How to do standard traditional dips:
- Grasp two parallel bars (or as an alternative such as this DipStand or Two stable chairs in your home) with your hands approximately shoulder-width apart.
- Raise yourself up to to the top position. Your feet should be off the ground in the air and only your arms should support your body weight. Knees may be bent and legs may be crossed. Do not lock your elbows, bend them just slightly at the top position.
- Begin by lowering yourself by bending your elbows. Ideally, you want to go as low as 90 degrees with the top part of your arm (between shoulder and forearm) to be parallel to the ground and your forearm perpendicular to the ground.
- Once you go as low as you can, use the arms to push yourself upwards to the initial position.
- Do not swing!
Some Various Forms of Dips:
- Bench dips – Your feet on the floor and your hands on the bench towards the back (see picture).

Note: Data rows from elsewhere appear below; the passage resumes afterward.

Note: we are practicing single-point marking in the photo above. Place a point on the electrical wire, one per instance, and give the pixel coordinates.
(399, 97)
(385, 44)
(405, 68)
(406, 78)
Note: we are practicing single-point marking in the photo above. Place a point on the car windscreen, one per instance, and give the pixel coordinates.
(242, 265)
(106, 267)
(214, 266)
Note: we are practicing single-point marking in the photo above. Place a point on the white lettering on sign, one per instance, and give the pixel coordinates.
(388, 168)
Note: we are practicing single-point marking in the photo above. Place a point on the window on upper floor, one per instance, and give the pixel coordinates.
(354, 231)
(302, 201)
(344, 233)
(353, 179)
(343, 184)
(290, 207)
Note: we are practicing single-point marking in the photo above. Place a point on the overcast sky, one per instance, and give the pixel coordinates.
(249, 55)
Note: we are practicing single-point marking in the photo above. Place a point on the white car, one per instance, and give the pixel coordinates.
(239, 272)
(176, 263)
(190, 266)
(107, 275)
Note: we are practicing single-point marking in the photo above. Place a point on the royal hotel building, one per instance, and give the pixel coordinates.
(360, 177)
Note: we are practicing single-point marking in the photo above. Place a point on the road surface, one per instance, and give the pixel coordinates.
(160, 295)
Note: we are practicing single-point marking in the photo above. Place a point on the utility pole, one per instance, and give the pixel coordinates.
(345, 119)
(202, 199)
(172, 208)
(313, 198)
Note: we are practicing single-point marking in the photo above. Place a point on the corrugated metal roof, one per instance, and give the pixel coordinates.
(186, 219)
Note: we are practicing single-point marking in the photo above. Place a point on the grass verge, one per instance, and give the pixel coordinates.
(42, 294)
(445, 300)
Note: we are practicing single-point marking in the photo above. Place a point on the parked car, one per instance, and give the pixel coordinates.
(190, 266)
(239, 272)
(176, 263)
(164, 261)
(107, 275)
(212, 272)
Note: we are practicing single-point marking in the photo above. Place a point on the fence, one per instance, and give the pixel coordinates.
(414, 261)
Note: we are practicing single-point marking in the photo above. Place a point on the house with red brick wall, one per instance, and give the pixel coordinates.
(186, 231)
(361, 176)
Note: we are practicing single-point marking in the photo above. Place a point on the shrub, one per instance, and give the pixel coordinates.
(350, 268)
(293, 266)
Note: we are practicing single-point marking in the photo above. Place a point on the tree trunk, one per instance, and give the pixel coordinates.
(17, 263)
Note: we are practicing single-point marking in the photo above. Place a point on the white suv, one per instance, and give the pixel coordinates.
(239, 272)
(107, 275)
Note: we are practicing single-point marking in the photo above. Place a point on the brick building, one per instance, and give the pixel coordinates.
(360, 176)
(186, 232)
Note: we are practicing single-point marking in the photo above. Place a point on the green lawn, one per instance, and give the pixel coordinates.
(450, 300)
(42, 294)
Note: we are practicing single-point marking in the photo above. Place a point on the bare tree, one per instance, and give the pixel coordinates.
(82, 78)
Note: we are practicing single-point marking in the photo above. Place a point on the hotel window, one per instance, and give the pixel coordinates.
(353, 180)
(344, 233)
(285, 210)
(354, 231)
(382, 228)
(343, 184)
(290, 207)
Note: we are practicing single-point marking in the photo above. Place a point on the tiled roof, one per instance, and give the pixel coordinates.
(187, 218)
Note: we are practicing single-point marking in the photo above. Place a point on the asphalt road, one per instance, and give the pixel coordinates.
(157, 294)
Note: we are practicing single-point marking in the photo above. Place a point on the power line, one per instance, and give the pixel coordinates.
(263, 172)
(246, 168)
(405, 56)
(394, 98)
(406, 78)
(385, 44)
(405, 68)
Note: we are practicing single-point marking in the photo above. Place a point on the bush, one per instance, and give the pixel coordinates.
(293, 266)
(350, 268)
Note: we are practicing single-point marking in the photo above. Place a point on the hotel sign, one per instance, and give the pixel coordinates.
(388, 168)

- Chair dips – Similar to bench dips, to be used at home.
- Ring dips – Using gymnastics rings to perform dips.
- Floor/Ground ‘L’ Dips – This is an advanced dip. Sit upright on the ground with both feet together stretched out in front of you in an ‘L’ position. Place your hands on the floor to your sides next to your torso at about 45 degrees from your legs. Push yourself up only with your hands while remaining in the L position, your whole body should be off the floor except for your hands. You’ll notice that you will not have a lot of arm length to do the exercise, but it is possible. Try not to lock your elbows at the top position. An alternative is to perform L dips on parallel bars.
- Dip stand – Supporting structure which imitate parallel bars to perform the following dips:
- Chest Dips – Inclining your body approximately 30-45 degrees forward while performing dips.
- Triceps Dips – Your torso is perpendicular to the ground while performing dips.
As an alternative to a dip stand, you can use two chairs that you believe are strong and stable enough to perform chest and triceps dips. To make this calisthenic exercise safer with chairs, have a person sit in each chair while you perform the exercise.
Common Mistakes with Dips:
- Breathing – exhale while going up and inhale while going down
- Not going down far enough – make sure you bend your elbows at least 90 degrees. In fact, the lower you go the bette r. Although this is difficult if you do not have the flexibility or are having shoulder problems, generally, it is best you avoid t he exercise if you feel any discomfort.
- Locking your elbows at the top of the dip – Similar to the pushup, this will cause unnecessary strain on your joints. Don’t lock the elbows! Slightly bend them keeping the muscles in the exercise engaged. Go up as far as possible but do not turn the exercise into a partial “cheating” dip.
- Flailing your body around while performing dips or swinging – Doing so will potentially injure the shoulders, elbow joints, necks, chest, etc. Avoid this by keeping your lower body static; it will also help you strengthen your core. Take it slow or have someone help you perform the exercise.
Who should do dips?
Anyone without shoulder pain or injuries should be able to perform dips. You should have adequate conditioning of the body in order to perform dips. Do not attempt to perform dips if you are uncomfortable with your body in anyway. Be sure to stretch and warm-up before performing this calisthenic exercise.
For those having trouble doing dips or are starting out, bench dips with your feet on the ground will help you perform the exercise. Move your feet closer towards your body to modify the technique and make it simpler. The further out your legs, the more difficult this calisthenic exercise becomes. Remember to practice and make take steps towards your goals to improve your fitness levels!